Final year economics students at Sheffield University are furious after an exam this week contained questions they found “impossible”.
The paper, on the economics of cities, contained compulsory questions on topics they had never been taught, say the students.
More than 90% of those who took the exam have now signed an online petition demanding the university investigate.
The university said all questions were based on topics taught in the course.
But, in a tweet, one candidate complained: “Question three may as well have been in Chinese.”
Another asked: “How can they write a paper and include questions on something we haven’t been taught, or told to research?”
Just over 100 students took the exam on Wednesday.
Well, here is question 3. And it’s 30 years since I did any formal economics (or, indeed, any algebra and I never really did cotton on to that anyway). But I reckon that anyone reasonably attentive should be able to get 50% on this question in about 5 minutes.
Coordination costs are just what they say on the tin. There’s value to the division and specialisation of labour (derived from Adam Smith). There’s value to comparative advantage and trade in the resultant production (Smith and Ricardo). However, there’s obviously costs associated with finding the people one is going to divide and specialise with, who one is going to trade with, discovering what is comparative and so on. These are coordination costs. A close analogue is that we know that there are economies of scale at times: but we also should be aware that there are diseconomies of scale.
That the exponent on N is greater than 1 is simply a reflection of the thought that coordination costs rise with the number of people being coordinated with.
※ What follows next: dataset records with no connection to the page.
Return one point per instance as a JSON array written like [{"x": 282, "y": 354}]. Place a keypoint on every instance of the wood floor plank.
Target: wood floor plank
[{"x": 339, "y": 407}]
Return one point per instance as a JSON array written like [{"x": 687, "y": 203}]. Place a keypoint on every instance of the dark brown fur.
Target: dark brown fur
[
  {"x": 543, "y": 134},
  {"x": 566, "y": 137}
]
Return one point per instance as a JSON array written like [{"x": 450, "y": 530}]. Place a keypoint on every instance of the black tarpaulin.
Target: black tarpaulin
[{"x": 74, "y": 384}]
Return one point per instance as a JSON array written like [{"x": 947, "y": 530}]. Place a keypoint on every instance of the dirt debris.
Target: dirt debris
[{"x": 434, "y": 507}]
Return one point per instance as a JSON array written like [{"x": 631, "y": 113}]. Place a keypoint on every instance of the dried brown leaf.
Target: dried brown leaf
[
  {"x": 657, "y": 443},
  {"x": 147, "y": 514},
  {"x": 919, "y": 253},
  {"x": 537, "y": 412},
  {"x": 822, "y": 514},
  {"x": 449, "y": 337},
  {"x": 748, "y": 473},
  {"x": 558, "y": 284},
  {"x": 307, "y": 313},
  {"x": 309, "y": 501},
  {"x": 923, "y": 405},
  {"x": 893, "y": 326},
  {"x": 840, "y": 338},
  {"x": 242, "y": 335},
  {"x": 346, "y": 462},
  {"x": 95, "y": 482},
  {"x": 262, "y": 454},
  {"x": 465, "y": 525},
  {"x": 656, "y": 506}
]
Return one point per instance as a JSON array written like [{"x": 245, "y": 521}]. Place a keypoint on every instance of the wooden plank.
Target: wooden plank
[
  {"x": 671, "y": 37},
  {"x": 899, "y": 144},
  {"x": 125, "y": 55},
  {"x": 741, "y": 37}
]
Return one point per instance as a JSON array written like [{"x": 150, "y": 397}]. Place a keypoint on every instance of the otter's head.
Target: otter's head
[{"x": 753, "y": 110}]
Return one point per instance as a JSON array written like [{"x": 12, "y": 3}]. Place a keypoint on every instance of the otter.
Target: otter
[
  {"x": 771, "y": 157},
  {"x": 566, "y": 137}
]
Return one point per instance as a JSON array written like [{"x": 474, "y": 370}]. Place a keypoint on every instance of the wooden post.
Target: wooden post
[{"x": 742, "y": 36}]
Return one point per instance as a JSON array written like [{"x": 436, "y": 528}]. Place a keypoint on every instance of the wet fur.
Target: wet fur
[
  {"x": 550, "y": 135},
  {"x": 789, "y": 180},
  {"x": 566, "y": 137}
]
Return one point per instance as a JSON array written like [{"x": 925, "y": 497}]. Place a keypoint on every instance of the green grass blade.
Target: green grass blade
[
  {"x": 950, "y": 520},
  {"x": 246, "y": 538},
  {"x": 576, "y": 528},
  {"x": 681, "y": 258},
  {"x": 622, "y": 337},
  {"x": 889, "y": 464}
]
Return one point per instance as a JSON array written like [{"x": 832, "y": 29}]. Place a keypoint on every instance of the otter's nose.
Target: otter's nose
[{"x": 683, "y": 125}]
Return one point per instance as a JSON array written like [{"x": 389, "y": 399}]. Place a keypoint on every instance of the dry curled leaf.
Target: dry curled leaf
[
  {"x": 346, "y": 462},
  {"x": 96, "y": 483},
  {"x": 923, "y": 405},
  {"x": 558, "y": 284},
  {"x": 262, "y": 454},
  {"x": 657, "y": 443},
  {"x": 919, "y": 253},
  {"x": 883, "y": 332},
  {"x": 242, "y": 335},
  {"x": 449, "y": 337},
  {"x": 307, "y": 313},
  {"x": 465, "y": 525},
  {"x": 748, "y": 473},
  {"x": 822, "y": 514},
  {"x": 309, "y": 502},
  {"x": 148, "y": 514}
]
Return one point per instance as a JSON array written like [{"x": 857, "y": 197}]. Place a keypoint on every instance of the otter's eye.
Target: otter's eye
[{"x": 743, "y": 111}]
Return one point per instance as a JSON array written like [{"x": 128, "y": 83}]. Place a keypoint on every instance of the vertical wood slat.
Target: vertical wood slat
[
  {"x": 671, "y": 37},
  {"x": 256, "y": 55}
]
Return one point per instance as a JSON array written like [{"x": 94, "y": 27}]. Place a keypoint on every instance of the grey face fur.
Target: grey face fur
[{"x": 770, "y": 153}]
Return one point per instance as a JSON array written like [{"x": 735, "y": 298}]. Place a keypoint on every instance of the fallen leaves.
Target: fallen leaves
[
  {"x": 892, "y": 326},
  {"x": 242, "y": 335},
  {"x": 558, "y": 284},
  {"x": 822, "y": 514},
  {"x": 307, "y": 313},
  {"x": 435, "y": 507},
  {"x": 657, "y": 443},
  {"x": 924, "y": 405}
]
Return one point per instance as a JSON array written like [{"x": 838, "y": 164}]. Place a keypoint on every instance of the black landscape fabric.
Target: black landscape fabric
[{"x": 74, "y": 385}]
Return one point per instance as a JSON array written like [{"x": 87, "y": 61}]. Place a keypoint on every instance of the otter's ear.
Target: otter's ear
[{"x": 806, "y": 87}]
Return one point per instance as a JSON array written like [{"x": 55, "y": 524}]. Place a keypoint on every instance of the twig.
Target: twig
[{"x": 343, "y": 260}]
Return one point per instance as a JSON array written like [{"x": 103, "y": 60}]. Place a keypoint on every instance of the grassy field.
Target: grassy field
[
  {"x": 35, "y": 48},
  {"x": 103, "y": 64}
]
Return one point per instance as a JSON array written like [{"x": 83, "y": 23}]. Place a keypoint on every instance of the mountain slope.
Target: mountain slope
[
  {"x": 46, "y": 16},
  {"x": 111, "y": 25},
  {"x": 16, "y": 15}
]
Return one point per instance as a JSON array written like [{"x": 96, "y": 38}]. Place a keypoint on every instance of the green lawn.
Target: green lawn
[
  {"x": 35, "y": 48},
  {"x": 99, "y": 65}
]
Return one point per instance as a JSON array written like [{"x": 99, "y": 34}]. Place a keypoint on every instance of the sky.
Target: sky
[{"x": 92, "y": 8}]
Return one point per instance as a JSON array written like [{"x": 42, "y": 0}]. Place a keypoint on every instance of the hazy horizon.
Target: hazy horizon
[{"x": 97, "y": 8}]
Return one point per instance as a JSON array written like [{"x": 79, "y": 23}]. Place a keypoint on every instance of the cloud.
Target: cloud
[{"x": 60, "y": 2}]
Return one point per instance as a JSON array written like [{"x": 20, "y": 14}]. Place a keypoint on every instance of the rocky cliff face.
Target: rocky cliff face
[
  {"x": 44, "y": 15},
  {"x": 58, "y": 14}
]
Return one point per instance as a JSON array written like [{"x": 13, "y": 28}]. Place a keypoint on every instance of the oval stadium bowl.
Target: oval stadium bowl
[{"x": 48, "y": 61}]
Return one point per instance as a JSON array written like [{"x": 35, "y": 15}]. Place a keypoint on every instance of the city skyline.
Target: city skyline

To assume otherwise would be to assume that we had declining coordination costs with scale: that 2 billion people could work out how to divide, specialise and trade more easily than 2 people could. This is neither a reflection of the world we see out the window nor a reasonable starting assumption. Therefore we don’t make it.
The graph, well, I can’t work out how to draw an electronic graph. But axes, two lines. Optimal city size is where the lines cross. Must be: when the rise in coordination costs is lower than the extra production then the people in the city will be richer in a larger one. Where the marginal coordination costs are higher than the extra production then richer in a smaller one. What that actual size is depends upon what the actual values of the parameters are.
c) would take a bit more thinking about (hey, you have a go!). Just the above would provide a pass I’m pretty sure. Probably a Desmond these days actually.
And seriously folks, you really don’t need to be in your final year of an economics degree in order to get the above right.